Freedom is an account of Sebastian Junger’s 400-mile walk through the back country of eastern and central Pennsylvania along a rail line right of way that passes through the Susquehanna Valley and the hollowed-out rust belt towns in its path.
Junger made the walk in intervals with a total of eight companions who joined him for different sections of the trek. The narrative spine of the book is Junger’s progress along the route, in whose course he gives us richly detailed descriptions of landscape, camp sites, railroad infrastructure, and rumbling freight trains that carry menace as well as cargo.

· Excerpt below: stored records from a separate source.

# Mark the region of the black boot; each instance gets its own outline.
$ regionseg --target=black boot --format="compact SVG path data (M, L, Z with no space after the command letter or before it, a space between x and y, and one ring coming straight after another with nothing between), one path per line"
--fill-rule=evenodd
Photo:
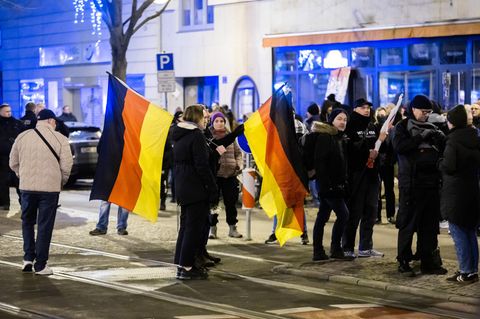
M319 260L328 260L327 254L325 253L325 249L323 247L315 248L313 247L313 261L319 261Z
M415 272L413 271L412 267L406 260L399 260L398 261L398 272L407 276L407 277L415 277Z
M435 249L430 256L421 260L420 270L425 275L445 275L448 270L442 267L440 248Z

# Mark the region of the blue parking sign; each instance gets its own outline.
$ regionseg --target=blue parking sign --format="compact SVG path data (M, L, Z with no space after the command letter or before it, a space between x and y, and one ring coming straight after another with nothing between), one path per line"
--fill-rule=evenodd
M173 71L173 53L157 54L157 71Z

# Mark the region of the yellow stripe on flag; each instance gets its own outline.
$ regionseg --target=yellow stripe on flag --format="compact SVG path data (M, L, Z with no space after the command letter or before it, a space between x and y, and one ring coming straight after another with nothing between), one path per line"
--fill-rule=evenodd
M155 222L160 204L163 153L173 116L150 103L140 132L141 190L133 212Z
M255 164L263 177L260 205L268 217L272 218L277 215L278 223L275 235L280 245L283 246L288 239L302 235L302 227L296 222L293 210L287 208L282 191L272 171L265 163L267 131L258 111L245 122L245 137L248 140Z

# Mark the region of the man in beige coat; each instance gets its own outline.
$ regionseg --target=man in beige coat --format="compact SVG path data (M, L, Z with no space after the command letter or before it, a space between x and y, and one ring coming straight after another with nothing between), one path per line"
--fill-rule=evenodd
M68 139L55 132L55 125L51 110L40 111L36 128L20 134L10 152L10 168L20 178L23 272L35 269L37 275L53 273L47 260L58 197L73 164Z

This through-line, like the railway it follows, often splits off into side spurs of local history, tales of life from Pennsylvania’s frontier days, and speculations on the meaning of freedom. It’s a short book—147 pages divided into three sections—but it packs a wallop with its vivid scenes of the tramping life interspersed with detours into human history.
Junger calls his ramble “The Last Patrol,” suggesting its likeness to a military operation. In warfare, patrols often penetrate behind enemy lines for reconnaissance. Junger and his companions, some of whom are veterans of wars in Iraq and Afghanistan, are in enemy territory because they are trespassing on railroad property throughout their journey. They are, in a sense, fugitives who must go out of their way to avoid detection, though occasionally they walk into a town to buy provisions or eat a meal in a diner.

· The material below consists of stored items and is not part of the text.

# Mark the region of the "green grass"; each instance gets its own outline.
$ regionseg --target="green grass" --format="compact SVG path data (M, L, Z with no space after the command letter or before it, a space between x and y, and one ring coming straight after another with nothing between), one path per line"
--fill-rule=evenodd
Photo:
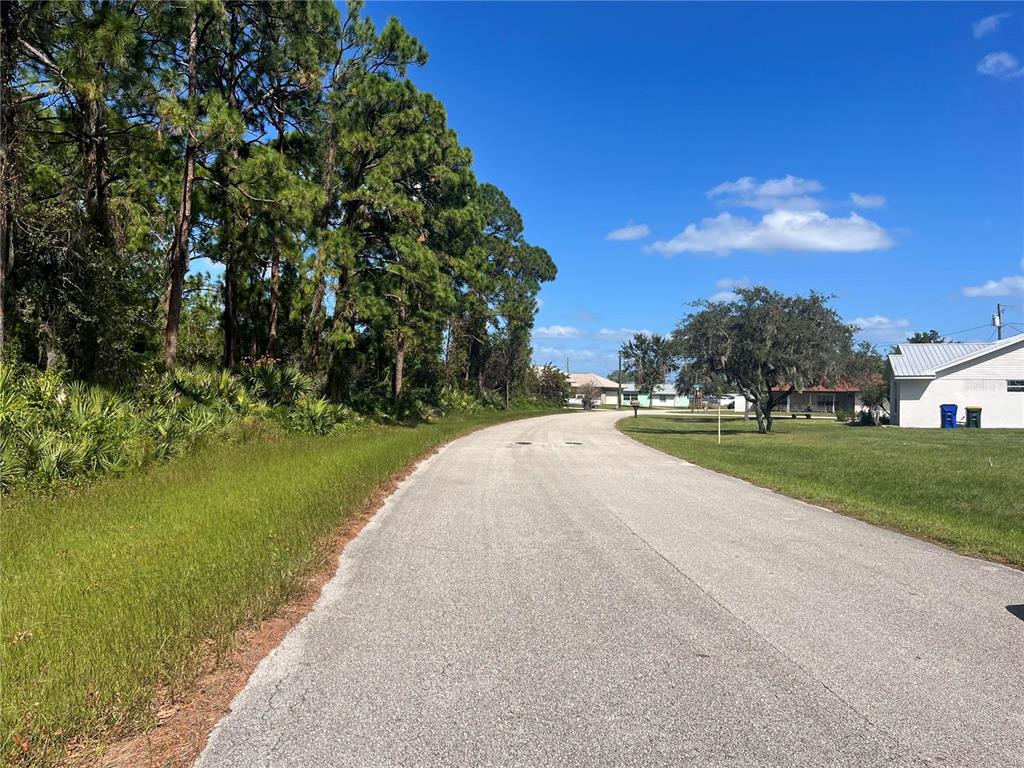
M779 419L628 418L627 435L789 496L1024 568L1024 430L850 427Z
M545 411L220 445L131 477L3 500L2 752L59 759L69 739L151 722L157 691L266 618L332 533L418 456Z

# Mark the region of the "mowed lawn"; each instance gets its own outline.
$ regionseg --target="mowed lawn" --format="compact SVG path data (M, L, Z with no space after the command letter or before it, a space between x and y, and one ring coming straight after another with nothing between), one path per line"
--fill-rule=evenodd
M0 761L150 721L159 688L269 616L332 534L416 457L485 412L336 437L221 445L133 477L3 499Z
M851 427L732 416L618 422L666 453L958 552L1024 568L1024 430ZM756 514L756 510L752 510Z

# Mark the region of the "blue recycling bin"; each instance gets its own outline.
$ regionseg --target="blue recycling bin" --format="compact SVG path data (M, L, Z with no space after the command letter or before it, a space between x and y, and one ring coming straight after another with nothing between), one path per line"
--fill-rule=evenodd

His self-imposed outlier status brings Junger to the question of freedom, which he takes to be a condition of life in which one is not subject to the will of another, be it another individual, an institution, or a state. This conception of freedom as personal autonomy, as independence, Junger illustrates with stories of nomadic peoples, hunter-gatherer societies in which all are equally poor and therefore equally free, and raiding tribes like the Apache, who owned little, had extreme mobility, and lived by plundering others. This of course makes the Apache dependent, just as criminals, who operate outside the boundaries of the law and are therefore “free,” depend, like parasites, on their victims for survival.

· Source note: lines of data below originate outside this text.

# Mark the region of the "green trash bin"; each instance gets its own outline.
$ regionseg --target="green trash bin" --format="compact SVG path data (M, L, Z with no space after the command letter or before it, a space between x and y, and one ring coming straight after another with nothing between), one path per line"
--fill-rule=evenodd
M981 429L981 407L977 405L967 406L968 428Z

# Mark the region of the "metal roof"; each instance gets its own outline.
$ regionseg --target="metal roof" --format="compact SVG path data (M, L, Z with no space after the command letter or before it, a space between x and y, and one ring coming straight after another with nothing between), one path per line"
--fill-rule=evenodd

Junger brings in other examples of freedom seekers—insurgents like the Taliban in Afghanistan who have successfully resisted domination by two mega-states, Soviet Russia and the United States, the fighters for Irish independence from Great Britain, and our own country’s revolutionary founders. The freedom that Junger writes about is a social and political freedom that is the hallmark of a democracy. Tellingly, he remarks at one point, “Accepting an election loss may be the ultimate demonstration of how free you want to be.”
Of psychological freedom, the kind of inner freedom that religious mystics pursue in their quest for union with the divine, or that artists experience when immersed in their craft, or that athletes often experience when mind and body fuse—Junger has nothing to say. It’s not a dimension of freedom that seems to interest him, though for some seekers it is the highest form of freedom because it allows you to be free even if you are in prison. Freedom from the ego and its endless needs and attachments may well be the greatest liberation—and the hardest won.
Junger writes in a blunt, tough, manly style that conjures Hemingway. Here we are in camp for the night: “The fire embers still pulsed, and the night air was soft and benevolent, and it felt like summer waited for us a few days upriver. My dog lay on my ankles, and the three other men shifted and muttered in their sleep. There may be better things than that, but not many.”
This is a book for men who are drawn to an outdoor experience that is difficult, occasionally dangerous, and existentially pointless. Junger acknowledges that his trek is largely a gesture, perhaps merely a stunt. “The towns, the cops, the freight companies—no one wanted us on the lines, which is understandable. In fact, over the course of four hundred miles, we failed to come up with a single moral or legal justification for what we were doing, other than the dilute principle that we weren’t causing any actual harm so we should be able to keep doing it.” Sisyphus might have said the same thing about pushing his boulder up the hill. Even though it was absurd, he kept at it. Maybe there’s no better definition of freedom than that: choosing the fate that has been given without your consent.